Genetik
AVRUPA MISIR GENOMU İLK KEZ ÇÖZÜLDÜ
Kuzey Amerika mısır hatlarına kıyasla, fenotipik (Genetik ve çevresel etkenlerin yarattığı özelliklerin canlının dış görünüşündeki yansıması.) farklılıkların altında yatan ve aynı zamanda heterozis (Genetik olarak birbirine benzemeyen bireylerin birleştirilmesi sonucu oluşan melez yavrunun yaşama gücünün, beden yapısının ve verim özelliklerinin ebeveynlerinden üstün olması durumu) etkisine katkıda bulunabilecek varyasyonlar keşfettiler. Etkinin daha iyi anlaşılması, daha yüksek verim için üremeyi etkileyebilir. Düşük verimli bölgelerde mısır ekimi ve iklim değişikliğinin getirdiği zorluklar için bu gözlemler özel önem taşıyabilir.
Mısır genomu, evcilleştirme ve genomun insan seçimi ile şekillendirilmesi hakkında ilginç bir hikaye anlatır. Yaklaşık 10.000 yıl önce, Yerli Amerikalılar bugünkü Meksika’da mısır evcilleştirmeye başladılar. Hem insanlar hem de hayvancılık için günümüzün en önemli gıda kaynaklarından birinin temelini oluşturdular. Columbus tarafından ‘yeni dünya’nın keşfinden sonra, mısır Amerika’dan Avrupa’ya getirildi. Mısır, doğrudan yetiştirme ve seçim yoluyla yeni büyüme ve iklim rejimlerine uyum sağladı ve nihayet tüm dünyaya yayıldı.

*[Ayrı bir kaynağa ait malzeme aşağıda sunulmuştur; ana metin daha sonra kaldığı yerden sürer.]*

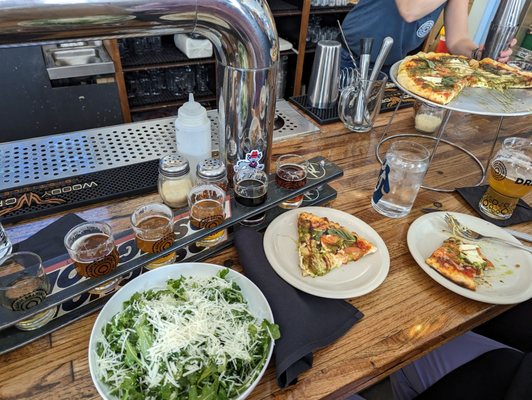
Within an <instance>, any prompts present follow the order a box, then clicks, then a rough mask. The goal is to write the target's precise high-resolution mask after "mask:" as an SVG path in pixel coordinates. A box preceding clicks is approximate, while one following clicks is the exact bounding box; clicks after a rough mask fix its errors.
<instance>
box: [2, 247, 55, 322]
mask: <svg viewBox="0 0 532 400" xmlns="http://www.w3.org/2000/svg"><path fill="white" fill-rule="evenodd" d="M50 289H51V288H50V282H49V281H48V277H47V276H46V273H45V272H44V269H43V266H42V261H41V258H40V257H39V256H38V255H37V254H35V253H31V252H29V251H21V252H18V253H13V254H11V255H10V256H7V257H5V258H4V259H2V261H0V304H2V307H4V308H7V309H8V310H12V311H25V310H29V309H30V308H32V307H35V306H36V305H38V304H40V303H41V302H42V301H43V300H44V299H45V298H46V296H47V295H48V293H50ZM55 311H56V307H52V308H49V309H47V310H44V311H42V312H40V313H38V314H35V315H34V316H32V317H30V318H27V319H24V320H22V321H20V322H18V323H17V324H15V326H16V327H17V328H18V329H21V330H24V331H30V330H34V329H37V328H40V327H41V326H44V325H45V324H46V323H47V322H48V321H50V320H51V319H52V318H53V316H54V315H55Z"/></svg>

Tarihi nedeniyle bugünün mısır hatları sadece görünüşte farklılık göstermez, genomları birçok farklılık içerir (genlerin varlığı ve yokluğu ile yapısal varyasyonlar). 2009 yılında araştırmacılar, Kuzey Amerika mısır katılımı B73’ün genomunu çözdüler. Bununla birlikte bu referans dizisi, küresel mısır genomunun (pan-genom) sadece küçük bir bölümünü kapsamaktadır ve Avrupa hatları için bir referans noktası olarak sınırlı bir kullanıma sahiptir. Mısır ıslahını iyileştirmek ve iklim değişikliğine uyum sağlamak için, diğer mısır hatlarının genomu hakkında temel araştırmalara ihtiyaç vardır.
Alman araştırmacılar, şimdi Avrupa mısır genomunun kodunu çözmeyi başardılar. Modern sekanslama( dizileme) teknolojileri ve biyoinformatik (Karmaşık biyolojik verilerin derlenmesi ve analiz edilmesi bilimi) yaklaşımları kullanarak dört farklı Avrupa mısır hattını analiz ettiler. Kuzey Amerika’dan iki hatla karşılaştırıldığında, bu hatların genetik içeriğinde ve genom yapısında önemli farklılıklar buldular, sadece birkaç yüz ila bin yıllık genetik ayrılmadan sonra.
Ayrıca, ‘topuz’ olarak adlandırılan bölgeler (mısır DNA’sındaki yoğunlaştırılmış kromatin bölgeleri) bu mısır hatlarında önemli ölçüde farklılık gösterir. Topuz bölgelerinin bitişik genleri etkilediği bilinmektedir. Topuzların daha belirgin olduğu bölgelerde, çevreleyen genler okunamaz. Bu, genetik fonksiyon kaybına neden olur.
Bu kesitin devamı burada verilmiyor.